The problem is as follows:
The figure from below describes a machine where a phone technician whose weight is $80N$ is standing over a flat platform which has a $30N$ of weight. If the system depicted is at equilibrium and the pulleys supporting the platform are of $10N$ each. Find the reaction modulus of the platform over the person.
$\begin{array}{ll} 1.&15N\\ 2.&25N\\ 3.&35N\\ 4.&45N\\ 4.&55N\\ \end{array}$
This particular problem has left me confused at where should I put the vectors to find the reactive force. I'm assuming that the pulleys in the top are held to a fixed support i.e a wall, therefore its weight will not make part of the analysis.

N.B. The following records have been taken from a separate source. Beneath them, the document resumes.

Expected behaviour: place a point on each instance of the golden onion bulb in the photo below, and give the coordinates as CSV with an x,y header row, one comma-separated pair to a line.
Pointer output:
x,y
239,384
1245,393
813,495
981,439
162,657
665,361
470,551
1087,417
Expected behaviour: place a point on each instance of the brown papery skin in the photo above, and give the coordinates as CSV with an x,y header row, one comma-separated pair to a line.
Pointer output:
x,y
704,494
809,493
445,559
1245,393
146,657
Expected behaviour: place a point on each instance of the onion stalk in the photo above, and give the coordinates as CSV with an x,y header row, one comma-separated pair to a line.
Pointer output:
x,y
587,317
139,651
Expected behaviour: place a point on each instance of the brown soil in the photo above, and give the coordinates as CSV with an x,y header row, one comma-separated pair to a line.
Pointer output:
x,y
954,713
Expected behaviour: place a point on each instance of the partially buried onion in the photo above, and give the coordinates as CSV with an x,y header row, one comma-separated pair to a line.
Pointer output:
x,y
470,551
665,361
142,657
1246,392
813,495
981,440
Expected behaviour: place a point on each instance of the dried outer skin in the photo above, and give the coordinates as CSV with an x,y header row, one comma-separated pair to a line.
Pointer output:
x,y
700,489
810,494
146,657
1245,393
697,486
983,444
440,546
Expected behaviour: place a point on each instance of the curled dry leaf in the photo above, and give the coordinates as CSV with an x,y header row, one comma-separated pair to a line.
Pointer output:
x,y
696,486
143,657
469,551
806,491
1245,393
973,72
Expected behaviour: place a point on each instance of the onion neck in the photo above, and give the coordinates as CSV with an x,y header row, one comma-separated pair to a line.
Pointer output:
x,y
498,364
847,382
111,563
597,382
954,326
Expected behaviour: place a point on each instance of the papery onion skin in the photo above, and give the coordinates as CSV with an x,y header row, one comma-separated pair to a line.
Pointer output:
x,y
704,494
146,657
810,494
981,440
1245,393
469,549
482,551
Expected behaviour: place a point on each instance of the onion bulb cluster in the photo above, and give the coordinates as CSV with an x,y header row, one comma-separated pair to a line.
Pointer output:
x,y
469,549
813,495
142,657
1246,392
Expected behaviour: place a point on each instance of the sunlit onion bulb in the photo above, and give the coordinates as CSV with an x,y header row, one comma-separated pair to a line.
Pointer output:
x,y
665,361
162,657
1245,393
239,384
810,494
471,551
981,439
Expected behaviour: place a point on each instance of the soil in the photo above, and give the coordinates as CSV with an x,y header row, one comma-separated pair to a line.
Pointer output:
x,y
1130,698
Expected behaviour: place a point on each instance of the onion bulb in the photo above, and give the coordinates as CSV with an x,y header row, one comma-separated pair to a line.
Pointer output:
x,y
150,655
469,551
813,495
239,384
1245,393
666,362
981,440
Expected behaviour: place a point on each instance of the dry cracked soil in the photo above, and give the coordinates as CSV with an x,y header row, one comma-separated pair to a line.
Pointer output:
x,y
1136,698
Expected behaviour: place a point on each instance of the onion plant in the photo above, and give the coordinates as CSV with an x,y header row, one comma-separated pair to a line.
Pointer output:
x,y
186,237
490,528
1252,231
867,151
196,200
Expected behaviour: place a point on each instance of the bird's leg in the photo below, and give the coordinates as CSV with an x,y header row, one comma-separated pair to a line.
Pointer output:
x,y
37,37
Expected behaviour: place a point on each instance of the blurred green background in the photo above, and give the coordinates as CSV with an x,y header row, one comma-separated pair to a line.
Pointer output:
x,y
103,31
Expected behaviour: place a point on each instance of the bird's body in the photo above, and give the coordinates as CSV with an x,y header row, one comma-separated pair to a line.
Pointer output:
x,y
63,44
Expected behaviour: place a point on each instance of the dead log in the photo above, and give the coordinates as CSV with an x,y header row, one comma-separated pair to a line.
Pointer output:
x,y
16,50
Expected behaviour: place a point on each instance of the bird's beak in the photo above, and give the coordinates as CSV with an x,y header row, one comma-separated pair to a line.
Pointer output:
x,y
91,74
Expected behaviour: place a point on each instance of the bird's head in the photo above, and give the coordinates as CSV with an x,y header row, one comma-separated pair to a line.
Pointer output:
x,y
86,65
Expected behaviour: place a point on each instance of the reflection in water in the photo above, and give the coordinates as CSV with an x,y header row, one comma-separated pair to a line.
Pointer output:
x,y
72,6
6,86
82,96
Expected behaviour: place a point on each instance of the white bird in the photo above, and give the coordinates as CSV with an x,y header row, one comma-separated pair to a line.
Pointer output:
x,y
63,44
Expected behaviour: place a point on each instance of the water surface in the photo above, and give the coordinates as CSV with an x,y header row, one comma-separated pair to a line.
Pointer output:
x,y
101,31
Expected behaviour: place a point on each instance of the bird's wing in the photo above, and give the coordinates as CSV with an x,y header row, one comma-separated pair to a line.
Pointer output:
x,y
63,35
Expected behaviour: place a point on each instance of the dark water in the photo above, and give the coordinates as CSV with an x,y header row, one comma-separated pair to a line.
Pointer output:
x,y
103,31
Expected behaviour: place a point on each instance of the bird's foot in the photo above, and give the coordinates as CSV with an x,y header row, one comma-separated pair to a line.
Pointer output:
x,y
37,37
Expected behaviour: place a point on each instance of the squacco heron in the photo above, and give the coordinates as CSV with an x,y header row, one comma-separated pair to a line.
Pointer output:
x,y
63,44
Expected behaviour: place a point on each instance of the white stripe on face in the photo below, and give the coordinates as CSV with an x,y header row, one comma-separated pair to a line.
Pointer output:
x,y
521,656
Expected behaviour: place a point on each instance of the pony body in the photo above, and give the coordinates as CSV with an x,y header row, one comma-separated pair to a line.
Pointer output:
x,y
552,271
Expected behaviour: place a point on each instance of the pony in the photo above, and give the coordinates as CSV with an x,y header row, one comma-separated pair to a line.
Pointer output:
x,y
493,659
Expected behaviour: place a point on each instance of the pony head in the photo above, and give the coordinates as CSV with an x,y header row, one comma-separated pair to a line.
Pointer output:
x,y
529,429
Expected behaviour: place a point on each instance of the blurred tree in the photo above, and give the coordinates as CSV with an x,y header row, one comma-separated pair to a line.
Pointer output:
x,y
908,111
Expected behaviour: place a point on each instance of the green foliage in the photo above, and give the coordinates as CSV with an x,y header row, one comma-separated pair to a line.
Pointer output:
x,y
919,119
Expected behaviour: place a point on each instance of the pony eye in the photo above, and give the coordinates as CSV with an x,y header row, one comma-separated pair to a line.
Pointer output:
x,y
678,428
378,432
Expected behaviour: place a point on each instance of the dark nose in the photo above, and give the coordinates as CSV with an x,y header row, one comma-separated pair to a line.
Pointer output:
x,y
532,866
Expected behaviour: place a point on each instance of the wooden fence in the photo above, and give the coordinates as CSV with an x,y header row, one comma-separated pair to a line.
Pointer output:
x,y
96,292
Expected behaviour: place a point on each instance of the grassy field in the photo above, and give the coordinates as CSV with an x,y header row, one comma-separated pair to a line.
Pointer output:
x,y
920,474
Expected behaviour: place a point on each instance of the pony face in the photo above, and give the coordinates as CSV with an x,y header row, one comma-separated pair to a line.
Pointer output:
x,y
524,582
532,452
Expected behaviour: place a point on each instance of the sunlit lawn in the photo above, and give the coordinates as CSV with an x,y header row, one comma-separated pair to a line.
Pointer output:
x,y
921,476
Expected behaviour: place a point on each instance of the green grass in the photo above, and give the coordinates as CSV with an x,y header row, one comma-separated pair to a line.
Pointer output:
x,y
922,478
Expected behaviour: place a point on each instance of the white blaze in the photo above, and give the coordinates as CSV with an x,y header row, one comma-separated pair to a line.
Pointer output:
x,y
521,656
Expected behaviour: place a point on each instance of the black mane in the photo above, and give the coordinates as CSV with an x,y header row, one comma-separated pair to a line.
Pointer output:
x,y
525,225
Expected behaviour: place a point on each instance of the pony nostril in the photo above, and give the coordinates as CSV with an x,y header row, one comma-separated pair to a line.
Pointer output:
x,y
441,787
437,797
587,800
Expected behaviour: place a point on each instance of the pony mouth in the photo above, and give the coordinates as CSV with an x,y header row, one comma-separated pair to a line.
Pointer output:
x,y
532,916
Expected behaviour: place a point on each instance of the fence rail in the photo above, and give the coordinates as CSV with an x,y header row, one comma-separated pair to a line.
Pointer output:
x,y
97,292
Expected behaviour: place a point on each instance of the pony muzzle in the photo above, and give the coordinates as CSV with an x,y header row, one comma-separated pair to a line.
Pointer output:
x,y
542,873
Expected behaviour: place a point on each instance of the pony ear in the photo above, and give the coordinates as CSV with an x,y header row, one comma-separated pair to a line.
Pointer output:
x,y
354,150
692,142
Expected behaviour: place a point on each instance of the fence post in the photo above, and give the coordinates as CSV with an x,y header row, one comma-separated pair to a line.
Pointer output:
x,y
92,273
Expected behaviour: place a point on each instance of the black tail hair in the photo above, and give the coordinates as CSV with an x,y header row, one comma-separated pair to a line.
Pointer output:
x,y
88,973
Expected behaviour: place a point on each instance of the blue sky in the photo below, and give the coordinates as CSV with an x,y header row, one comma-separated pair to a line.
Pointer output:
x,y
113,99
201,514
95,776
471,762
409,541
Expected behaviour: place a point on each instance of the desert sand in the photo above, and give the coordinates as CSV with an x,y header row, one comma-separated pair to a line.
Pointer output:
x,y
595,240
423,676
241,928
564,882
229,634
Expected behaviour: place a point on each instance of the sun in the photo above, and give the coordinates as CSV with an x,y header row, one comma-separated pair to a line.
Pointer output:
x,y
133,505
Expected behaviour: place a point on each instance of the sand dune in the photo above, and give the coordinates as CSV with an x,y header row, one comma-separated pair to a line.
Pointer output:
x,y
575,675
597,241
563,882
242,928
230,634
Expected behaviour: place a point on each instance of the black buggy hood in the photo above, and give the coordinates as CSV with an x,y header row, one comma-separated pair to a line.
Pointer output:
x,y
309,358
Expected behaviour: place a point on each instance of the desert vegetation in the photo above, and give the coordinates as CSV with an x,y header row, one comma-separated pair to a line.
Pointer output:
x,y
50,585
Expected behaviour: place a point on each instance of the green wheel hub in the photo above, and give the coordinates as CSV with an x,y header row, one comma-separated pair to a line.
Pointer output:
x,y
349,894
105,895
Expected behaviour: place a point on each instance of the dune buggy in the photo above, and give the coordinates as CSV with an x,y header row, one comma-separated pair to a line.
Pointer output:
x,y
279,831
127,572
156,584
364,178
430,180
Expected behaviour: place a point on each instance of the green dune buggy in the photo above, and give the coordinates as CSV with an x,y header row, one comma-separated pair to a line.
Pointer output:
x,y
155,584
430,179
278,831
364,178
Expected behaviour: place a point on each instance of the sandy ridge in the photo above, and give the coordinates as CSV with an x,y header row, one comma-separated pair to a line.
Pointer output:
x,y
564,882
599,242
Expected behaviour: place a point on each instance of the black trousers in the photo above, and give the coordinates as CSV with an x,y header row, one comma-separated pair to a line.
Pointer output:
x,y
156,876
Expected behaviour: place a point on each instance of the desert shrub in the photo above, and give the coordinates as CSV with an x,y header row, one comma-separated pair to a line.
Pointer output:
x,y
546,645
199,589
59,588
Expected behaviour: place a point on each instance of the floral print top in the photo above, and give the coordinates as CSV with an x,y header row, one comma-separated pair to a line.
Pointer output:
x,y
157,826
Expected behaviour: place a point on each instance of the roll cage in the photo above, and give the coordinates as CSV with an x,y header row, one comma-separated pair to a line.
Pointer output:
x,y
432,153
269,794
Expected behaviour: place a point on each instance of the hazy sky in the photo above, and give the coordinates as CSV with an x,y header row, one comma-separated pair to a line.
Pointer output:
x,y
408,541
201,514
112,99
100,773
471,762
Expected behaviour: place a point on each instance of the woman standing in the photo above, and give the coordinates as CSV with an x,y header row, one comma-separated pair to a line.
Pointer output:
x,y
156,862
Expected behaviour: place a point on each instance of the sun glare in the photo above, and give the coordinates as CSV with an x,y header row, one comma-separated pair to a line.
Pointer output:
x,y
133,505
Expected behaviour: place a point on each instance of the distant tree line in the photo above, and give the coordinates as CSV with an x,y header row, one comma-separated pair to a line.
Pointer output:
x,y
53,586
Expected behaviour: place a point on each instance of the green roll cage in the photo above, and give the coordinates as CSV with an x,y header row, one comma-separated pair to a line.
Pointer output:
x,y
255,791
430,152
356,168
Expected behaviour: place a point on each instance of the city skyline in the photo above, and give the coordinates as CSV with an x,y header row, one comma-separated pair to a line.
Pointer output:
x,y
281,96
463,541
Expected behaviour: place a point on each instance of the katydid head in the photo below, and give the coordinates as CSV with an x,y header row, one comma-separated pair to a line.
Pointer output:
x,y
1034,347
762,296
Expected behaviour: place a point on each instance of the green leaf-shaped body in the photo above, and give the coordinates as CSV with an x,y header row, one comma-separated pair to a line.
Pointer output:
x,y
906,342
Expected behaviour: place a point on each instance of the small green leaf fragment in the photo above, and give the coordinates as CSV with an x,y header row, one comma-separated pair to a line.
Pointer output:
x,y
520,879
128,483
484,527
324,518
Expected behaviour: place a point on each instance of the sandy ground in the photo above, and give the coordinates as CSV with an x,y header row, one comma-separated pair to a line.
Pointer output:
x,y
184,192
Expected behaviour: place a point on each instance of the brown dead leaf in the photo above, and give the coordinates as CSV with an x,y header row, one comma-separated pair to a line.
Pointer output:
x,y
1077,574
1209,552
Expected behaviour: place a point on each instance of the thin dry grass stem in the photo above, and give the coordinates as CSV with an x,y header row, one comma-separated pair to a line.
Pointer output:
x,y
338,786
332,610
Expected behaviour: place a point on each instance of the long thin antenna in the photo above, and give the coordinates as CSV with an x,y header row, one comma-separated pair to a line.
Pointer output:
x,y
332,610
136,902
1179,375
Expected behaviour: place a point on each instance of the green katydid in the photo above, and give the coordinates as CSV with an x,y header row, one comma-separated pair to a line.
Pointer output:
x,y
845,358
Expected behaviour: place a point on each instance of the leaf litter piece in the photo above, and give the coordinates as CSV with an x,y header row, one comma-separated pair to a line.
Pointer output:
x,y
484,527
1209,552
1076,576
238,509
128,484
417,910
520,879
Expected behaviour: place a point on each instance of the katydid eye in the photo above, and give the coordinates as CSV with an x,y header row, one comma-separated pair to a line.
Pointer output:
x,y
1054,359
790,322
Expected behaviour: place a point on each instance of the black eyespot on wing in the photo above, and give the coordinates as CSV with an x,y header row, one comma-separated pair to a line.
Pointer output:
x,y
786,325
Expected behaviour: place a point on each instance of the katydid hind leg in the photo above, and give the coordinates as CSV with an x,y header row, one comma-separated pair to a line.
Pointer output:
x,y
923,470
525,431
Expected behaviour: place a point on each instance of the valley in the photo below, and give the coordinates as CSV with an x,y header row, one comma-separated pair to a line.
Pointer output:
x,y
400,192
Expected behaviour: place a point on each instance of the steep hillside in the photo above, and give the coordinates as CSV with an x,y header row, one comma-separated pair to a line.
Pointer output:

But to me the problem is what to do with the reaction?. How can I find it?. I presume it is pointing upwards, but what it confuses me is how should I understand the situation where the man is pulling through the cable which is connected to the platform which serves as the base for him to stand.
Can somebody help me here?.
I attempted to put the vectors as indicated in the drawing from below. But I don't know how to go from there?.
Set up the equilibrium equations for the man, the platform and the pulley,
$$P_r + R = 80$$ $$P_l+P_r = 30 + R$$ $$ P_l = 2P_r + 10$$
where $P_l$ and $P_r$ are the left and right pulley pulls. Solve for the reaction to obtain $R=55$.